5. **Per-core split for transformer attention** — three cores × two
channels each = 6 parallel matmul lanes. Worth the orchestration
complexity only if one core can't saturate the path on its own.
## Op coverage gap inventory
Looking at what a transformer decode step needs vs. what the rocket
pipeline can plausibly do today (per-op confidence in parens):
| llama.cpp op | NPU target | Confidence |
|---|---|---|
| INT8 matmul (Q/K/V projections, FFN) | CNA conv-1×1 | **medium-high** — Mesa already does conv in INT8 |
| INT8 matmul with INT4 weights (Q4_K_M) | dequant on CPU, INT8 matmul on NPU | medium — Q4_K_M's per-group scales add a dequant pass; first cut keeps it on NEON |
| RoPE (rotary position embeddings) | CPU (NEON) | n/a — wrong op shape for CNA |
| Softmax (attention) | CPU (NEON) | n/a — needs exp/sum, no direct support |
| RMSNorm | CPU (NEON) | n/a — sqrt + element-wise mul |
| Embedding lookup | CPU | n/a — gather, no NPU support |
| Sampling (top-k, top-p, multinomial) | CPU | n/a |
| Residual add + activation | DPU/PPU? unknown | low — needs Mesa-side check |
The Phase-4 baseline run will tell us how much wall-time matmul
actually owns; if it's >70% on CPU baseline, then offloading just
matmul (the medium-high row) gets us most of the speedup.

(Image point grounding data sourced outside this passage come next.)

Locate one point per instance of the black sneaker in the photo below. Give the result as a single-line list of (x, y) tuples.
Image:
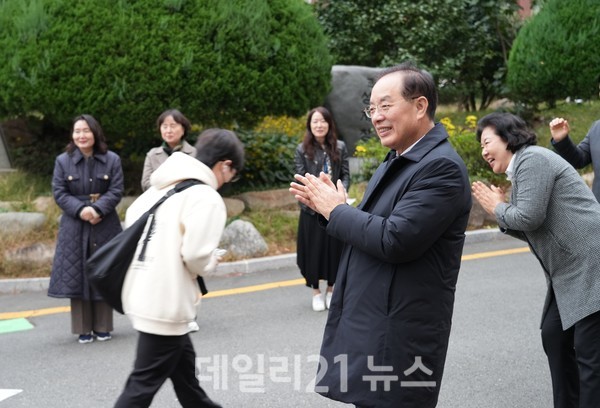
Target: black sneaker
[(103, 336), (85, 338)]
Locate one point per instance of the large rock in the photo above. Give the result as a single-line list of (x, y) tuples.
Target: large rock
[(234, 206), (20, 222), (36, 253), (350, 94), (243, 240)]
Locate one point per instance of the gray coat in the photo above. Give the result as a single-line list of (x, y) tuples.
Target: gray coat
[(586, 152), (339, 171), (394, 294), (553, 209), (72, 183)]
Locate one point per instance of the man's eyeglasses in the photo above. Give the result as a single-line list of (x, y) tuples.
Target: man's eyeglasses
[(372, 110)]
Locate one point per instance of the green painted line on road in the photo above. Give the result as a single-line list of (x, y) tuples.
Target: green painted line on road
[(13, 325)]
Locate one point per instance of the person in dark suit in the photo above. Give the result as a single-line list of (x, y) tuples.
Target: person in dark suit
[(586, 152), (553, 210), (318, 254), (388, 327)]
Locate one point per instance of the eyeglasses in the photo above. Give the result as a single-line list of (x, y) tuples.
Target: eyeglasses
[(171, 126), (372, 110)]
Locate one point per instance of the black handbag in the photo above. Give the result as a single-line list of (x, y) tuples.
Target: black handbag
[(107, 267)]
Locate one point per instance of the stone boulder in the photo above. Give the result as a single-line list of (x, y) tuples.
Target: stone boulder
[(351, 90), (21, 222), (35, 253), (268, 200), (243, 240), (234, 206)]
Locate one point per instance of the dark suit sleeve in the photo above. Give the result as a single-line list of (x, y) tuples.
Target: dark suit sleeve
[(417, 220)]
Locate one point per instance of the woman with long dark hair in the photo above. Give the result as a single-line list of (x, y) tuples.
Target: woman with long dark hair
[(318, 254)]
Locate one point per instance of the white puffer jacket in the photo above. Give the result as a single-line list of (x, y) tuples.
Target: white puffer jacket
[(160, 294)]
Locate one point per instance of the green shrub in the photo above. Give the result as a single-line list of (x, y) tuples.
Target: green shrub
[(555, 54), (223, 63), (269, 160)]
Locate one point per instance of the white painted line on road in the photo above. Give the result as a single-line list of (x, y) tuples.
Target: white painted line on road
[(253, 288), (6, 394)]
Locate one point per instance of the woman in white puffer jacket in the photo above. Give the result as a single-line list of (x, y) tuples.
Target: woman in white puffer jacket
[(161, 293)]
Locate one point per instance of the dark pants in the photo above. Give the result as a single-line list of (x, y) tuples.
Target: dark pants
[(159, 358), (574, 359)]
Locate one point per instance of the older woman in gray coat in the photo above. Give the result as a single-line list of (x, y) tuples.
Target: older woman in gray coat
[(87, 185), (556, 213)]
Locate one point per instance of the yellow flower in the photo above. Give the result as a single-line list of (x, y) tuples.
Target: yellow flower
[(471, 121)]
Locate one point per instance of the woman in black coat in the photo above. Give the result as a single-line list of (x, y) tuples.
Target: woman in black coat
[(87, 185), (318, 254)]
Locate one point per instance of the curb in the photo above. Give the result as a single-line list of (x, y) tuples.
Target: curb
[(13, 286)]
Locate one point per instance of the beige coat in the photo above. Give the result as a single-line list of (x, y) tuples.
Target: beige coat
[(157, 156), (160, 293)]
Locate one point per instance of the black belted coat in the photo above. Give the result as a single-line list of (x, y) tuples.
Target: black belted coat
[(73, 181)]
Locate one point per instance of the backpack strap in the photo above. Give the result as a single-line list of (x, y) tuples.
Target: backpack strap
[(179, 187)]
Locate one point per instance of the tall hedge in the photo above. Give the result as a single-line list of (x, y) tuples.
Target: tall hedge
[(223, 63), (555, 55)]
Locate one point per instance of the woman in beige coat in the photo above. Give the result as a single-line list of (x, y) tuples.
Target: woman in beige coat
[(174, 128)]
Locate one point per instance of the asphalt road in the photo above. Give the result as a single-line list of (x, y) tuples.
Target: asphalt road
[(259, 340)]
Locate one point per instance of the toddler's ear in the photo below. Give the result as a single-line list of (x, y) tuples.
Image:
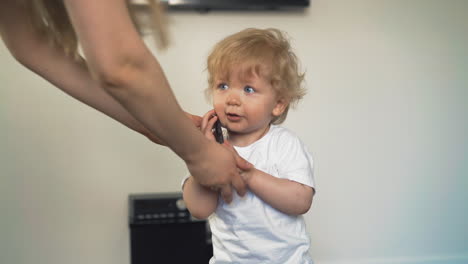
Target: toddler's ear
[(281, 105)]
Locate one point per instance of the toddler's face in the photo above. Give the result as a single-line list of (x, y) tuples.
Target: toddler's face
[(245, 105)]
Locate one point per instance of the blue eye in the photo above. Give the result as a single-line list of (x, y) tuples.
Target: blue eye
[(249, 89), (223, 86)]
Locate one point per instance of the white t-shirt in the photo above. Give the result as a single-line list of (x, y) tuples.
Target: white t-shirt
[(249, 230)]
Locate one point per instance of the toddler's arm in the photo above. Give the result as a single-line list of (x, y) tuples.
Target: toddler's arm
[(287, 196)]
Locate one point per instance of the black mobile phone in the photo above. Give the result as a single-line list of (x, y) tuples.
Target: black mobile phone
[(218, 132)]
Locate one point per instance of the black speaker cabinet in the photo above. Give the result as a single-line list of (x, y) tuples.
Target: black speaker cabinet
[(163, 231)]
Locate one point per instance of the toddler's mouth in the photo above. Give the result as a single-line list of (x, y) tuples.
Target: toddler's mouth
[(233, 117)]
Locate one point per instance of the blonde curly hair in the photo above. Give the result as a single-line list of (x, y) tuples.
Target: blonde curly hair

## Open questions — kicked to Phase-3
1. **regcmd format spec.** Pull `registers.xml` from Mesa and trace one
conv invocation end-to-end in `src/gallium/drivers/rocket/`.
2. **Memory budget per task.** 2 MB SRAM per core × 3 cores = 6 MB
working set. qwen-1.5B Q4_K_M has ~750 MB of weights (Q4 → ~375 MB
actual). Need to chunk by FFN-hidden / attention-head and stream.
3. **DMA address space layout.** Per-fd IOMMU domain (per
`rocket_drv.c::rocket_open`), so we can keep weights resident across
submits within one llama.cpp process. Cross-process sharing would
need dmabuf import.
4. **Power-domain bring-up time.** `pm_runtime_get_sync(core->dev)` per
job (see `rocket_job_run`) — if the autosuspend timeout fires
between decode steps, we pay the wake cost each token. Worth
measuring before fighting it.
5. **Job-timeout = 500 ms hard-coded** in `rocket_job.c::JOB_TIMEOUT_MS`.
Long matmul tiles must stay under that. Cap tile size accordingly
or split into smaller tasks.
## Recommendation for Phase-3 entry
When Phase-2 closes, Phase-3 ("Analyze" — read RKNPU2 SDK + Tomeu's
uAPI + BSP rockchip-npu for the spec) becomes mostly:
- Read `src/gallium/drivers/rocket/` end-to-end in Mesa main.
- Pick one conv invocation from a known model (Teflon MobileNetV1
first layer is the simplest), trace it down to the regcmd buffer
bytes, and document the field layout for matmul reconstruction.
- Read the BSP `drivers/rknpu/` for any quant-scale plumbing the Mesa
side doesn't expose (especially for INT4 → INT8 dequant alignment).
- The vendor-blob `librknnrt.so` is **off-limits** (closed license);
do not link, do not extract symbols.